The old saying goes, “It is better to have loved and lost than to have never loved at all.” Of this I sometimes have my doubts, as you might be able to imagine. It’s entirely dependent on the kind of loss that’s been experienced. People fall into and out of love like clockwork and eventually will figure out how to get over a former lover as those two paths that once converged split off towards something new. It’s a serious undertaking, the gravity of which I don’t seek to diminish, but it’s a lot easier than when they die. I’m 33 years old and when I want to see my girlfriend I have to visit her grave. I know what I’m talking about here. I don’t wish it on anyone. You don’t get over it. That’s not the point. You get to live again, but it’s different than what it was before. You pull a rickshaw with you everywhere. Sometimes the weight of it is such that you might only be able to take a few meek steps. Other times you don’t even notice it. You’re always pulling it, though.

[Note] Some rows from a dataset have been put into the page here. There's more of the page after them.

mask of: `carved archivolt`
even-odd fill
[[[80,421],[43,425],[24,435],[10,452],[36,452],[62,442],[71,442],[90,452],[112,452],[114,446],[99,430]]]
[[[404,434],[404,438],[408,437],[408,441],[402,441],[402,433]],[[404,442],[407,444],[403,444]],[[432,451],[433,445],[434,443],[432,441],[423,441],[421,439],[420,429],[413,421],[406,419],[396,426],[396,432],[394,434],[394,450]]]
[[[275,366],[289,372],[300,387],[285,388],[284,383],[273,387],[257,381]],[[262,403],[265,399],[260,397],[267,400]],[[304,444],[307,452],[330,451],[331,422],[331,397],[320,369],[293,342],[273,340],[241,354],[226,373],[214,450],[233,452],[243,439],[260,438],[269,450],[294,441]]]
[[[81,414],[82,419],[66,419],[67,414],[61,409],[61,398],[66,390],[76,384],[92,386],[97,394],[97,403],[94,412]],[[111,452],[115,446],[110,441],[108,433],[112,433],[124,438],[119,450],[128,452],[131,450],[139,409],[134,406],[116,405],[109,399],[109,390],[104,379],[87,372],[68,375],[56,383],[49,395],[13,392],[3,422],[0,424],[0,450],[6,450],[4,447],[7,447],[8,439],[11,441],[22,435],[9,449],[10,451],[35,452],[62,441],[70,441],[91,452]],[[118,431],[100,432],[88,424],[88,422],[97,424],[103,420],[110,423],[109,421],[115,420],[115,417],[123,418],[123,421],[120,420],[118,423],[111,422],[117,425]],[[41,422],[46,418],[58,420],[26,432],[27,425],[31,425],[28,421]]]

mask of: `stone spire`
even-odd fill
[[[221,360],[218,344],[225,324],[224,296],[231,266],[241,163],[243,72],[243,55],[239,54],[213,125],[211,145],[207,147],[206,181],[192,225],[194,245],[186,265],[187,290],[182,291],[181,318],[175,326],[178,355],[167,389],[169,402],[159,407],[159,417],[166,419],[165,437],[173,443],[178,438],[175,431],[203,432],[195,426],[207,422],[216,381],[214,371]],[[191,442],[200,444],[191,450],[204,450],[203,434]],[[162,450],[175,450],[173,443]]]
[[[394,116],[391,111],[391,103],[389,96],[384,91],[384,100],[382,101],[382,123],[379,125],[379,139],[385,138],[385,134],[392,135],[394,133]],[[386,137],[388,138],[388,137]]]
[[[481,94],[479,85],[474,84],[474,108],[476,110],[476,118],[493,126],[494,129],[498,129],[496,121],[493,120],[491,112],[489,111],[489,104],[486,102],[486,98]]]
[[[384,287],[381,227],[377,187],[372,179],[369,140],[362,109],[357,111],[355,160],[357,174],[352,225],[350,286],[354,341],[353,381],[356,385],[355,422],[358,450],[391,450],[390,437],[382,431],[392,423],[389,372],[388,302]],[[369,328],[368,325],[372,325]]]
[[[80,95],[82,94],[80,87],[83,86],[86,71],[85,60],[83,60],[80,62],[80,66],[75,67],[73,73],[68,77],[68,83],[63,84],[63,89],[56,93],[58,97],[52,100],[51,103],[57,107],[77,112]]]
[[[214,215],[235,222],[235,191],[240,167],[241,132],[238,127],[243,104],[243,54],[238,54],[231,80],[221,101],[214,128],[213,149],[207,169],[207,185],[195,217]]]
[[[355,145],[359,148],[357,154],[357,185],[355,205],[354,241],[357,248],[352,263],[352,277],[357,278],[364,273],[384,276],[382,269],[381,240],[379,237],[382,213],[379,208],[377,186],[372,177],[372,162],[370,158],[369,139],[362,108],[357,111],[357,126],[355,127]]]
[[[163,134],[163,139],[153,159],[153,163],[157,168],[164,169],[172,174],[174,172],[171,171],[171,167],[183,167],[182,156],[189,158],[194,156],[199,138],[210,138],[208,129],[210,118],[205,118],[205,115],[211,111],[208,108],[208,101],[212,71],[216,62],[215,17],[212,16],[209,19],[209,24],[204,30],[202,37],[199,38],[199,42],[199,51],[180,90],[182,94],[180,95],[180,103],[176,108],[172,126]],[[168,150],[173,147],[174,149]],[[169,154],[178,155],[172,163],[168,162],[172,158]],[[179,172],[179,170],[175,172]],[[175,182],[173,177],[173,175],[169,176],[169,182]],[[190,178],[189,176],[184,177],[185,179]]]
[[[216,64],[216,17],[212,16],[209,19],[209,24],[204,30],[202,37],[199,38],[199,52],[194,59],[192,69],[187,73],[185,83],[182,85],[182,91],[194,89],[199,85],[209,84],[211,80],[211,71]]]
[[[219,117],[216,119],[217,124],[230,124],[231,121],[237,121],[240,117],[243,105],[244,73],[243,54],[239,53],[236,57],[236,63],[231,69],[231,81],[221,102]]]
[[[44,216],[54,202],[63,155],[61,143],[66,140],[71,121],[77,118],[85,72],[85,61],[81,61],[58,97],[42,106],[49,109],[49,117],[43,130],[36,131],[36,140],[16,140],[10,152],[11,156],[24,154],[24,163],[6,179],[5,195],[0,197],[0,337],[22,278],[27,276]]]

Each and every day is replete with reminders, memories, their ghosts. That’s right. Their ghost. At times you feel haunted but you learn to like not being alone in a sense. It all coalesces together into this entity that you can’t see or hear but you can feel it. I feel it.

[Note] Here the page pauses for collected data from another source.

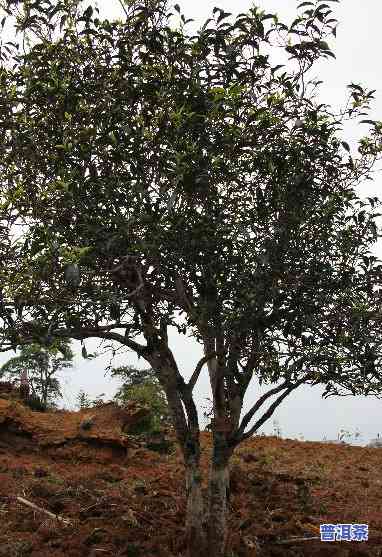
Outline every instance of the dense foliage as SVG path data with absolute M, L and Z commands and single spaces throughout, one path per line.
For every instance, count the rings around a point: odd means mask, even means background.
M 290 25 L 215 8 L 196 35 L 164 0 L 121 2 L 123 21 L 75 0 L 3 2 L 23 42 L 0 53 L 2 350 L 96 337 L 155 370 L 194 555 L 204 364 L 211 557 L 224 553 L 229 458 L 289 393 L 381 392 L 380 202 L 355 187 L 372 179 L 382 122 L 367 119 L 374 91 L 359 84 L 339 112 L 318 100 L 311 70 L 334 56 L 332 2 L 302 2 Z M 358 152 L 349 120 L 369 127 Z M 188 382 L 171 325 L 204 348 Z M 277 386 L 241 416 L 253 377 Z

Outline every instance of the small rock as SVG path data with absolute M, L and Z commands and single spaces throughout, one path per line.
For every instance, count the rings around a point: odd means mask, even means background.
M 253 523 L 253 520 L 251 520 L 250 518 L 246 518 L 245 520 L 242 520 L 240 522 L 239 529 L 240 530 L 245 530 L 246 528 L 249 528 L 252 523 Z
M 272 522 L 288 522 L 288 518 L 282 513 L 275 513 L 272 515 Z
M 128 509 L 127 512 L 121 516 L 121 519 L 127 522 L 130 526 L 138 526 L 138 521 L 132 509 Z
M 85 538 L 85 545 L 93 545 L 102 542 L 105 537 L 106 530 L 103 528 L 94 528 L 94 530 Z
M 49 473 L 44 470 L 44 468 L 36 468 L 34 475 L 36 478 L 45 478 L 46 476 L 49 476 Z
M 136 493 L 141 493 L 142 495 L 147 495 L 147 487 L 142 483 L 137 483 L 134 486 L 134 491 Z

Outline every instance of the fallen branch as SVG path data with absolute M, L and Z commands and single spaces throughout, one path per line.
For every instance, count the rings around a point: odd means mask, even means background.
M 295 543 L 300 543 L 300 542 L 310 542 L 313 540 L 321 540 L 321 538 L 319 536 L 315 536 L 313 538 L 290 538 L 289 540 L 280 540 L 278 542 L 275 542 L 277 545 L 293 545 Z
M 41 507 L 38 507 L 34 503 L 31 503 L 30 501 L 27 501 L 27 499 L 24 499 L 24 497 L 16 497 L 16 501 L 19 501 L 20 503 L 23 503 L 23 505 L 26 505 L 27 507 L 30 507 L 31 509 L 33 509 L 35 511 L 38 511 L 40 513 L 44 513 L 44 514 L 50 516 L 50 518 L 54 518 L 55 520 L 63 522 L 64 524 L 68 524 L 68 525 L 72 524 L 72 521 L 69 520 L 68 518 L 63 518 L 63 517 L 59 516 L 58 514 L 53 514 L 50 511 L 47 511 L 46 509 L 42 509 Z
M 99 499 L 95 503 L 92 503 L 91 505 L 89 505 L 89 507 L 84 507 L 83 509 L 80 509 L 79 514 L 84 514 L 88 511 L 91 511 L 92 509 L 95 509 L 96 507 L 99 507 L 100 505 L 103 505 L 106 502 L 106 500 L 107 500 L 106 497 L 101 497 L 101 499 Z

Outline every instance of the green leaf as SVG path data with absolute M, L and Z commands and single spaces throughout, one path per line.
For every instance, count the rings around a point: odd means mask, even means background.
M 85 345 L 83 345 L 81 352 L 82 352 L 82 357 L 85 358 L 85 359 L 87 359 L 88 353 L 87 353 L 87 351 L 86 351 Z
M 110 139 L 112 140 L 112 142 L 114 143 L 114 145 L 118 145 L 118 140 L 117 140 L 117 138 L 115 137 L 115 133 L 114 133 L 114 132 L 110 132 L 110 133 L 109 133 L 109 137 L 110 137 Z
M 322 48 L 322 50 L 330 50 L 329 45 L 326 41 L 319 41 L 318 46 Z
M 325 10 L 326 8 L 328 8 L 330 10 L 330 6 L 328 4 L 319 4 L 316 8 L 316 12 L 321 12 L 322 10 Z
M 297 9 L 299 10 L 300 8 L 304 8 L 305 6 L 314 6 L 314 2 L 301 2 L 301 4 L 297 6 Z
M 68 19 L 68 16 L 66 14 L 64 14 L 61 19 L 60 19 L 60 31 L 62 30 L 63 26 L 65 25 L 66 20 Z
M 90 19 L 93 15 L 93 7 L 92 6 L 88 6 L 86 8 L 86 10 L 84 11 L 83 17 L 85 19 Z
M 216 23 L 220 23 L 221 21 L 223 21 L 223 19 L 226 19 L 230 15 L 232 15 L 230 12 L 225 12 L 224 10 L 220 10 L 220 15 L 217 18 Z
M 346 141 L 341 141 L 341 145 L 348 153 L 350 153 L 349 143 L 347 143 Z

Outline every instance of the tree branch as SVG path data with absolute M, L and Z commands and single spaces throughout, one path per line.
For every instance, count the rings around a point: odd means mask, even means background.
M 129 14 L 128 14 L 127 10 L 126 10 L 125 4 L 123 3 L 123 0 L 118 0 L 118 1 L 119 1 L 119 3 L 121 4 L 121 7 L 122 7 L 123 11 L 125 12 L 126 17 L 128 17 Z
M 120 342 L 121 344 L 124 344 L 140 356 L 144 356 L 146 354 L 147 346 L 142 346 L 141 344 L 138 344 L 137 342 L 130 340 L 125 336 L 120 335 L 119 333 L 110 331 L 112 327 L 114 328 L 114 325 L 105 325 L 103 327 L 98 327 L 95 330 L 82 329 L 80 331 L 72 331 L 70 329 L 58 329 L 57 331 L 54 331 L 53 336 L 60 338 L 74 338 L 76 340 L 83 340 L 85 338 L 104 338 L 107 340 L 115 340 L 117 342 Z M 17 341 L 17 346 L 24 346 L 35 341 L 35 337 L 24 336 Z M 8 352 L 8 350 L 11 349 L 12 346 L 9 345 L 8 347 L 0 348 L 0 352 Z
M 273 412 L 276 410 L 276 408 L 279 406 L 279 404 L 281 404 L 281 402 L 284 400 L 284 398 L 286 398 L 292 391 L 297 389 L 297 387 L 299 387 L 300 385 L 305 383 L 307 381 L 307 378 L 308 377 L 305 376 L 302 379 L 300 379 L 300 381 L 297 381 L 297 383 L 294 383 L 293 385 L 290 385 L 290 387 L 288 387 L 282 395 L 280 395 L 279 397 L 276 398 L 276 400 L 270 405 L 268 410 L 266 412 L 264 412 L 264 414 L 261 416 L 261 418 L 257 420 L 257 422 L 251 427 L 251 429 L 249 431 L 247 431 L 246 433 L 243 433 L 242 435 L 235 435 L 234 439 L 232 440 L 231 445 L 236 446 L 241 441 L 244 441 L 245 439 L 248 439 L 249 437 L 251 437 L 253 435 L 253 433 L 255 433 L 255 431 L 257 431 L 259 429 L 259 427 L 261 427 L 272 416 Z
M 101 330 L 96 330 L 96 331 L 92 331 L 89 329 L 84 329 L 79 333 L 73 333 L 70 332 L 69 334 L 64 330 L 63 332 L 58 332 L 58 336 L 64 336 L 65 338 L 75 338 L 77 340 L 82 340 L 84 338 L 105 338 L 107 340 L 115 340 L 117 342 L 120 342 L 121 344 L 124 344 L 125 346 L 127 346 L 128 348 L 131 348 L 131 350 L 133 350 L 134 352 L 136 352 L 137 354 L 139 354 L 140 356 L 144 356 L 146 354 L 147 351 L 147 346 L 142 346 L 141 344 L 138 344 L 137 342 L 130 340 L 128 338 L 126 338 L 123 335 L 120 335 L 119 333 L 114 333 L 111 331 L 101 331 Z M 57 334 L 57 332 L 55 333 Z
M 258 342 L 253 340 L 252 351 L 248 357 L 247 364 L 244 366 L 244 373 L 241 381 L 241 396 L 244 399 L 245 393 L 248 389 L 248 385 L 251 381 L 253 368 L 256 365 L 258 359 Z
M 287 388 L 289 385 L 289 381 L 284 381 L 284 383 L 282 385 L 279 385 L 278 387 L 274 387 L 273 389 L 271 389 L 270 391 L 268 391 L 267 393 L 263 394 L 257 401 L 256 403 L 252 406 L 252 408 L 245 414 L 245 416 L 243 417 L 240 427 L 237 431 L 237 433 L 239 435 L 241 435 L 242 433 L 244 433 L 245 428 L 247 427 L 247 425 L 249 424 L 249 422 L 252 420 L 253 416 L 256 414 L 256 412 L 261 408 L 261 406 L 264 404 L 264 402 L 266 400 L 268 400 L 269 397 L 276 395 L 277 393 L 279 393 L 280 391 L 282 391 L 283 389 Z
M 290 362 L 291 359 L 293 359 L 294 354 L 292 354 L 288 359 L 287 359 L 287 364 Z M 252 358 L 252 356 L 251 356 Z M 253 358 L 255 358 L 255 356 L 253 356 Z M 303 365 L 303 359 L 300 358 L 299 360 L 297 360 L 296 362 L 294 362 L 294 364 L 292 364 L 291 369 L 297 368 L 299 371 L 302 370 L 302 365 Z M 248 388 L 248 384 L 249 384 L 249 380 L 252 377 L 252 369 L 249 366 L 249 361 L 247 366 L 245 366 L 245 379 L 244 379 L 244 385 L 242 386 L 242 390 L 244 391 L 243 393 L 243 397 L 244 394 Z M 249 374 L 249 371 L 251 372 Z M 248 375 L 247 375 L 248 374 Z M 274 387 L 273 389 L 271 389 L 268 393 L 265 393 L 263 396 L 261 396 L 259 398 L 259 400 L 254 404 L 254 406 L 249 410 L 249 412 L 247 412 L 247 414 L 244 416 L 243 421 L 239 427 L 238 433 L 243 433 L 244 429 L 247 427 L 247 425 L 249 424 L 250 420 L 252 419 L 252 417 L 254 416 L 254 414 L 259 410 L 259 408 L 263 405 L 263 403 L 272 395 L 277 394 L 278 392 L 282 391 L 283 389 L 287 388 L 288 385 L 290 385 L 290 380 L 286 380 L 282 385 L 279 385 L 278 387 Z
M 218 416 L 223 416 L 226 411 L 225 407 L 225 394 L 224 394 L 224 379 L 226 372 L 226 362 L 222 360 L 222 357 L 227 353 L 224 348 L 224 335 L 222 333 L 221 327 L 216 330 L 216 349 L 218 356 L 216 359 L 214 380 L 211 380 L 211 388 L 213 393 L 213 399 L 215 403 L 215 408 Z
M 210 354 L 206 354 L 205 356 L 203 356 L 203 358 L 201 360 L 199 360 L 195 371 L 193 372 L 193 374 L 191 375 L 191 379 L 189 380 L 189 382 L 187 383 L 187 387 L 192 391 L 193 388 L 195 387 L 195 384 L 199 378 L 200 372 L 202 370 L 202 367 L 204 366 L 204 364 L 206 364 L 209 360 L 211 360 L 211 358 L 214 358 L 215 356 L 217 356 L 218 353 L 217 352 L 211 352 Z
M 16 497 L 16 500 L 19 503 L 22 503 L 23 505 L 26 505 L 27 507 L 30 507 L 31 509 L 33 509 L 34 511 L 37 511 L 39 513 L 44 513 L 46 515 L 48 515 L 50 518 L 57 520 L 59 522 L 62 522 L 63 524 L 72 524 L 72 521 L 69 520 L 68 518 L 63 518 L 62 516 L 59 516 L 58 514 L 53 514 L 50 511 L 43 509 L 42 507 L 38 507 L 37 505 L 35 505 L 35 503 L 32 503 L 31 501 L 28 501 L 27 499 L 24 499 L 24 497 Z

There’s no knowing how or why this feeling manifests itself, it’s just about feeling it when it’s there.
I feel it every time I hear Unchained Melody by The Righteous Brothers. Fuck, that Patrick Swayze movie where he played a ghost got a lot right. Wish I could remember the name of it right now! But yeah, that song, a song that had absolutely no relevance to our relationship…it helps me feel her.
I feel it on the lonely car ride to work. She’s right there next to me, her hand on mine.
I feel it in Mittens, her 14 year old cat. Mittens has this way of staring into your eyes and penetrating your soul. She’ll run her paw through my beard sometimes. Sometimes I think that cat is her.
I feel it whenever I do something stupid. There’s a disappointment. She expects better from me.
I feel it when I succeed, like a cheerleader eternal on the sidelines of my life.
It’s been a long, lonely time these last few years but these days I don’t feel so lonely. I’ve come to learn that I’m never alone. Friends. Family. Potential Romantic Partners. Her. It’s been a long, lonely time because I didn’t know how to feel what I was feeling. I’ll always hunger for her touch. If I’m being honest, there’s no getting around that. That was when the light at the end of the tunnel began to flicker like a beacon in the night. When I realized that I was finally able to take more than a few meek steps. As I seek to establish connections with the new, the slow walk has become constant and brisk.
As I welcome new people into my life they need not worry about filling her shoes. They’re already full. I can feel it. Sometimes I can even hear the footsteps.